To know how many clusters were needed, gower distances were computed and then a silhouette width vector was created. The plot shows that the ideal amount of clusters for this data is 7. With the amount of clusters determined, pam was computed. The average silhouette width was found to be 0.41, concluding that the structure of the relationship between the variables is barely acceptable, weak and possibly artificial.
The states found to have the highest gower dissimilarity were California an Rhode Island. New Hampshire and Vermont were found to have the lowest Gower dissimilarity.
92% of cluster 1 consisted of region 5. 83% of cluster 2 and 7 contained regions 8 and 3, respectively. Region 2 was the only region to be found in 5 clusters.
A ggpairs plot was created to visualize the assignment of clusters among the variables.

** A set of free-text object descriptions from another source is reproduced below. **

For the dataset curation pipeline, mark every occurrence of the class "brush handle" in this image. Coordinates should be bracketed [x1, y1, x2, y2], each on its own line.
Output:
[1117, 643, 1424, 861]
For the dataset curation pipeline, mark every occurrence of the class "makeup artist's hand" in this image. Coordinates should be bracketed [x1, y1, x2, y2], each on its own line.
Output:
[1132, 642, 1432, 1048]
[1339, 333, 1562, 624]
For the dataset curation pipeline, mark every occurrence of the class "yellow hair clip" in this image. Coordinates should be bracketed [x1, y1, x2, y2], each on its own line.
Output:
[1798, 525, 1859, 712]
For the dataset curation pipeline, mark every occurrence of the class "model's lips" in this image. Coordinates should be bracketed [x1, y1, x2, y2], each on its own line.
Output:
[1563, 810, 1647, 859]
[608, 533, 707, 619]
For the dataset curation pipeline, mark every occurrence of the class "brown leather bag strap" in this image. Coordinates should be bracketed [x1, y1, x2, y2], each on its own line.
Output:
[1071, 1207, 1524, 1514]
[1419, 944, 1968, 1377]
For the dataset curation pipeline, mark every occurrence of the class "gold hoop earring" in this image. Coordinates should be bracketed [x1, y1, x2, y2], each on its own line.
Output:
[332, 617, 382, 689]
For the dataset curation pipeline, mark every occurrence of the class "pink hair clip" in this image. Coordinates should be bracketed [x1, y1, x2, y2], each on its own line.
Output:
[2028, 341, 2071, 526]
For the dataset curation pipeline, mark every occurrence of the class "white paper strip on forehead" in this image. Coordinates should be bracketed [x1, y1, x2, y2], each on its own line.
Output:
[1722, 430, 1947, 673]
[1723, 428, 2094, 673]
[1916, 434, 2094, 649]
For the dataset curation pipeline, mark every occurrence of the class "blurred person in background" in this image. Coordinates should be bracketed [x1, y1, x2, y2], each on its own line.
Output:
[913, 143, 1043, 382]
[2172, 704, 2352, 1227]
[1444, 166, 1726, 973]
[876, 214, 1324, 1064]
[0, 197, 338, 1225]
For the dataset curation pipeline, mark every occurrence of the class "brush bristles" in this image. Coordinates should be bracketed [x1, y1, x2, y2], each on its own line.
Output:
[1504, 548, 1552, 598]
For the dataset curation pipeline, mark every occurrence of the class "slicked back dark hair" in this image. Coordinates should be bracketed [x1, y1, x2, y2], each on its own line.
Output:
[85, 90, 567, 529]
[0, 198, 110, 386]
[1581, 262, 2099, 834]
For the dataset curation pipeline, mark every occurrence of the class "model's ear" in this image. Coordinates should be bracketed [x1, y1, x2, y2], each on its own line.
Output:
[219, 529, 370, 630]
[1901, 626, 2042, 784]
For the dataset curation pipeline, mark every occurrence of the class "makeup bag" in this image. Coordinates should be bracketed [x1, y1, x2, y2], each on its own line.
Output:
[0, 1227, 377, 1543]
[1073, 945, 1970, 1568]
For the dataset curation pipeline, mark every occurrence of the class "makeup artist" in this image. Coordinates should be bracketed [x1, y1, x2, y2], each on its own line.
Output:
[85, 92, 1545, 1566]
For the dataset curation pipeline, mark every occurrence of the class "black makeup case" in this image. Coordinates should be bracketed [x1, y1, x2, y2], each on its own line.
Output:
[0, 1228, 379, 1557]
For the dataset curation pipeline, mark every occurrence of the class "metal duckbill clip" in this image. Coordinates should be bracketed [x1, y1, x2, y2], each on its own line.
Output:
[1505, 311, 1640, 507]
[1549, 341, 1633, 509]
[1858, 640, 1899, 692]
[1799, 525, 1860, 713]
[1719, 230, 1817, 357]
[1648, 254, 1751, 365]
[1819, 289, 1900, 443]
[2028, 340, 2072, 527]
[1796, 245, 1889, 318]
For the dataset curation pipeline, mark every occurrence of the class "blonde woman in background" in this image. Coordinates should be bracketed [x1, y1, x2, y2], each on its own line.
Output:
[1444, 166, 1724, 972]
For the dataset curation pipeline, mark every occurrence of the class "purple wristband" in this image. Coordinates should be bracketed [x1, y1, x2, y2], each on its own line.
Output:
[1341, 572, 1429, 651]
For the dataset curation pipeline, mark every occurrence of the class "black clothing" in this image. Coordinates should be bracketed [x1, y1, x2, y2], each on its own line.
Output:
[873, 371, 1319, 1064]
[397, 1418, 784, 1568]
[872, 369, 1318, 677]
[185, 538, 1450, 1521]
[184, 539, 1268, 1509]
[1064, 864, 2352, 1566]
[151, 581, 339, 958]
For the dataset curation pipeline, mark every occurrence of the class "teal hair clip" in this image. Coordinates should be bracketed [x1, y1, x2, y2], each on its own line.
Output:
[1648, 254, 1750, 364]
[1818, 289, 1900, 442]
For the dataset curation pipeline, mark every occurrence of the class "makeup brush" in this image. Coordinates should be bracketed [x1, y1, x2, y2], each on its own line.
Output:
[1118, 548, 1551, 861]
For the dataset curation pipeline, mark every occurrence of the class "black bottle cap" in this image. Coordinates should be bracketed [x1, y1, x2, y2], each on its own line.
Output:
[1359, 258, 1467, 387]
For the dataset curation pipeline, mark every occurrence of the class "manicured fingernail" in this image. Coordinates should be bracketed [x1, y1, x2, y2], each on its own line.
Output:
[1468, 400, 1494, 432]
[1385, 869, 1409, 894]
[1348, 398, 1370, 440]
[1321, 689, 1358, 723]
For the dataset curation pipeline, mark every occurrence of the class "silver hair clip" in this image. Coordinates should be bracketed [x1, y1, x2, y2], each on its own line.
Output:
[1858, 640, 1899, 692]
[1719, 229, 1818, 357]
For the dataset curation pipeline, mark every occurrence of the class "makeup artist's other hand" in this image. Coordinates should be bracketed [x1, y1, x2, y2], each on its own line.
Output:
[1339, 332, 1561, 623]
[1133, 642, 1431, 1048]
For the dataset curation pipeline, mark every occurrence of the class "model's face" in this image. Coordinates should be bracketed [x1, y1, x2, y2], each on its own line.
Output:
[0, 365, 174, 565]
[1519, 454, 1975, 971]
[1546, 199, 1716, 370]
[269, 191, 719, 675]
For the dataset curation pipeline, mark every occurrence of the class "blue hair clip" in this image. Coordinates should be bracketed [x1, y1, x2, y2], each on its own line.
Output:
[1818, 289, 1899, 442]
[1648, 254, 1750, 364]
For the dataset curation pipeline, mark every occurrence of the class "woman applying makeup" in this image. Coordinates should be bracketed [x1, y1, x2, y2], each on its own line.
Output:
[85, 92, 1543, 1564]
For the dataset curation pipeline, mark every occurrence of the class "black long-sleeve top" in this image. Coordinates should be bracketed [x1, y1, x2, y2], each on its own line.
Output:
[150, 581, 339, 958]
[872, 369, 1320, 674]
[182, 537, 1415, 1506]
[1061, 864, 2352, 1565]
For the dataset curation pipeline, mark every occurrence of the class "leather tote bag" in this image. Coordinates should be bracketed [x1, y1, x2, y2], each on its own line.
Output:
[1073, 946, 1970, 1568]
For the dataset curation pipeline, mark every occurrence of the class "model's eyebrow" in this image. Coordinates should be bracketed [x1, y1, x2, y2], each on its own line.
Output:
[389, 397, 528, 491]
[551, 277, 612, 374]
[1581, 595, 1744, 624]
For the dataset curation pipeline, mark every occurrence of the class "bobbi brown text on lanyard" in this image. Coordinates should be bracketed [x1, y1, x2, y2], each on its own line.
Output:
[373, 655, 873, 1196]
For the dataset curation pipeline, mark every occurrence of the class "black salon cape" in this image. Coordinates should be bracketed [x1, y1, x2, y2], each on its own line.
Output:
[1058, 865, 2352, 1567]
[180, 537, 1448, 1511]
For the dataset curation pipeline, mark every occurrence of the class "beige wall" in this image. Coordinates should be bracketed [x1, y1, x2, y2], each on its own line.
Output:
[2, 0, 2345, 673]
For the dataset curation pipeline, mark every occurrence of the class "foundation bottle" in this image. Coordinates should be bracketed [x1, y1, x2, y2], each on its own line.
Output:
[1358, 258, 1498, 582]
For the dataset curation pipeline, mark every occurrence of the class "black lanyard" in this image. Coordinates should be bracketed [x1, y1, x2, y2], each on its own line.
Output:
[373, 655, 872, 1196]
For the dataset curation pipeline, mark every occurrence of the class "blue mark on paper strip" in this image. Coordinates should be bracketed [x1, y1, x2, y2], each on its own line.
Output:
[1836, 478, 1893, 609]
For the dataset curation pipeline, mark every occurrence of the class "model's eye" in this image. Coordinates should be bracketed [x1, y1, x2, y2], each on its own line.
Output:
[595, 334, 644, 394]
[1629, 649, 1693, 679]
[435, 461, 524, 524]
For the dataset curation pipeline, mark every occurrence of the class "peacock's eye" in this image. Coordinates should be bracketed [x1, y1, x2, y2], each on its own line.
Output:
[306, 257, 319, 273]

Region 1 can be seen having the lowest values for every numeric variable, including subsidies. Region 4 looks to have the greatest range with high variability for everything, narrowing only for total miles, which may mean that it contains some states with a large amount of roads. Total miles has the correlation of all of the variables with Acceptable miles (cor = 0.972). Subsidies has a relatively negative correlation with all of the variables overall, however in Acceptable Miles, it is neat to note that clusters 4, 5, and 6 all have a positive correlation with Subsidies, with 4 having the strongest positive value of cor = 0.655.